Lenny Wilkens: Hall of Famer - Twice!
Charles E. Sutton | , WI Staff Writer | 3/8/2012, 3:31 p.m.
Lenny Wilkens was born on October 28, 1937, in Brooklyn, N.Y. He was raised in the Bedford-Stuyvesant section, one of the most challenging neighborhoods in America. His father worked as a chauffeur, while his mother was employed at a candy factory. Although Wilkens' father died when he was only five, his mother, a deeply religious woman, made sure that her son avoided the pitfalls of the streets. Wilkens excelled academically while maintaining a succession of after-school jobs as soon as he was old enough to work.
An empathetic priest encouraged Wilkens' athletic interests and helped him to earn a basketball scholarship to Providence College in Rhode Island. In his first year at Providence, he led the freshman team to an undefeated 23-0 season.
As a sophomore and junior, Wilkens was selected to two All-American teams, and in his senior year was named the NCAA Tournament's Most Valuable Player. In 1960, he graduated with a degree in economics.
Following graduation, he joined the National Basketball Association (NBA) and developed into one of the greatest point guards in the history of professional basketball. He began his career with the St. Louis Hawks, where he played for seven seasons.
He spent the next four seasons with the Seattle SuperSonics, where he first became player-coach. In his first season (1969-70) leading the Sonics as head coach, he also led the league in assists. He played three additional seasons with the Cleveland Cavaliers before ending his playing career as a player-coach with the Portland Trail Blazers in 1975.
In his 15 seasons as a player, he averaged 16.5 points and 6.7 assists per game. He ranks among the all-time leaders in assists, free throws made, and games played. Wilkens was a nine-time NBA All-Star and was named Most Valuable Player in the 1971 All-Star Game. From 1961 to 1969, he also served as vice president of the NBA Players Association. His stellar career as a player earned him induction into the Basketball Hall of Fame in 1989.

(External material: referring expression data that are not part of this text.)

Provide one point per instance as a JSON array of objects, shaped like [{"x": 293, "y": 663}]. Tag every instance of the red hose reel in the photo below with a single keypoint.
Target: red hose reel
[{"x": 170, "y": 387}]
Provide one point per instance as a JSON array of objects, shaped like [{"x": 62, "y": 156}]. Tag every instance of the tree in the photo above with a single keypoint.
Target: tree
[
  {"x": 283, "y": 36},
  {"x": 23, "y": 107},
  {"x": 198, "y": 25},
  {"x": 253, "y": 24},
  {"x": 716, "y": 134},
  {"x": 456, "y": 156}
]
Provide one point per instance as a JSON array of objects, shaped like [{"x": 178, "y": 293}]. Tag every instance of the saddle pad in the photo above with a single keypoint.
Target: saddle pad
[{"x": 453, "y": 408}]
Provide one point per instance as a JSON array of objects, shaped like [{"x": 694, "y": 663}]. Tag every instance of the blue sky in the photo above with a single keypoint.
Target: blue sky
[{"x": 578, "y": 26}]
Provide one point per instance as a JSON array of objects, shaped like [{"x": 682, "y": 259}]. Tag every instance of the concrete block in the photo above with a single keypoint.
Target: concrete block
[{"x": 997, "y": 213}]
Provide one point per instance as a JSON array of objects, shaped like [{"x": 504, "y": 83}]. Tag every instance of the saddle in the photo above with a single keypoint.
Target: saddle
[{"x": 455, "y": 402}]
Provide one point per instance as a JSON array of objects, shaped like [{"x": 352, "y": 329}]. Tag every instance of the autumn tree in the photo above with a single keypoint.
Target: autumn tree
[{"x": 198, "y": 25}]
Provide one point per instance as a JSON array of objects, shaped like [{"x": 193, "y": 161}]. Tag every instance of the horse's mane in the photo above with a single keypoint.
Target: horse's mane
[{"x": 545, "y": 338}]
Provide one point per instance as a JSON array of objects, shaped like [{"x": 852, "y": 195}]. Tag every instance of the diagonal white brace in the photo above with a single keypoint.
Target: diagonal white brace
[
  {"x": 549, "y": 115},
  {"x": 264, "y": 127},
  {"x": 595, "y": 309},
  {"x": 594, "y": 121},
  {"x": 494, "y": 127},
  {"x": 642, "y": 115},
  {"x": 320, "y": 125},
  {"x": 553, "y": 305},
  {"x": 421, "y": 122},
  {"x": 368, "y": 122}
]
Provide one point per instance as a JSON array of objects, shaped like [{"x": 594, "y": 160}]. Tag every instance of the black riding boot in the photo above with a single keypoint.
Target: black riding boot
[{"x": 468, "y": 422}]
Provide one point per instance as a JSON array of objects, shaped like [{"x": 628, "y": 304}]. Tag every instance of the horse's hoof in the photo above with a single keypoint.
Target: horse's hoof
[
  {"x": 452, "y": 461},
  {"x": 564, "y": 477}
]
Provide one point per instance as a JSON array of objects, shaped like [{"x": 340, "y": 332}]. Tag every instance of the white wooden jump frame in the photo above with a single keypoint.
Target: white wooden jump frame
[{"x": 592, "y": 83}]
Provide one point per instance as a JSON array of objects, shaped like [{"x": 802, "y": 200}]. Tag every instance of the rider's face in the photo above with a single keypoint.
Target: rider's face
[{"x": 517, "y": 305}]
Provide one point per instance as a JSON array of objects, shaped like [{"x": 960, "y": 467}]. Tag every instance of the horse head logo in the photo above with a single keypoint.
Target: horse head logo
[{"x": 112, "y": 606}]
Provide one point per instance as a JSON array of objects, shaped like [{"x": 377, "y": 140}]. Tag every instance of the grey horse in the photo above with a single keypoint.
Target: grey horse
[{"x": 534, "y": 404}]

When his playing career ended, Wilkens continued his coaching career in the NBA. In 1979, he led the Seattle SuperSonics to an NBA Championship, while serving as head coach and general manager. He was the head coach of the Atlanta Hawks from 1993 to 2000. In three of those seasons, Wilkens coached the Hawks to 50 wins, including two consecutive 50-win seasons.
During his NBA coaching career, he also served as president of the NBA Coaches Association and was active in the U.S. Olympic basketball program. Wilkens received two Olympic gold medals, as assistant coach of the 1992 U.S. Olympic basketball team, and as head coach of the 1996 U.S. Olympic basketball team, a second consecutive Olympic championship.
In 1994, Wilkens was named NBA Coach of the Year after leading the Hawks to the best record in the Eastern Conference. On January 6, 1995, he became the NBA's most victorious coach, when he guided the Hawks to a 112-90 win over the Washington Bullets for his 939th career win, surpassing legendary Boston Celtic coach Red Auerbach's 938 career wins.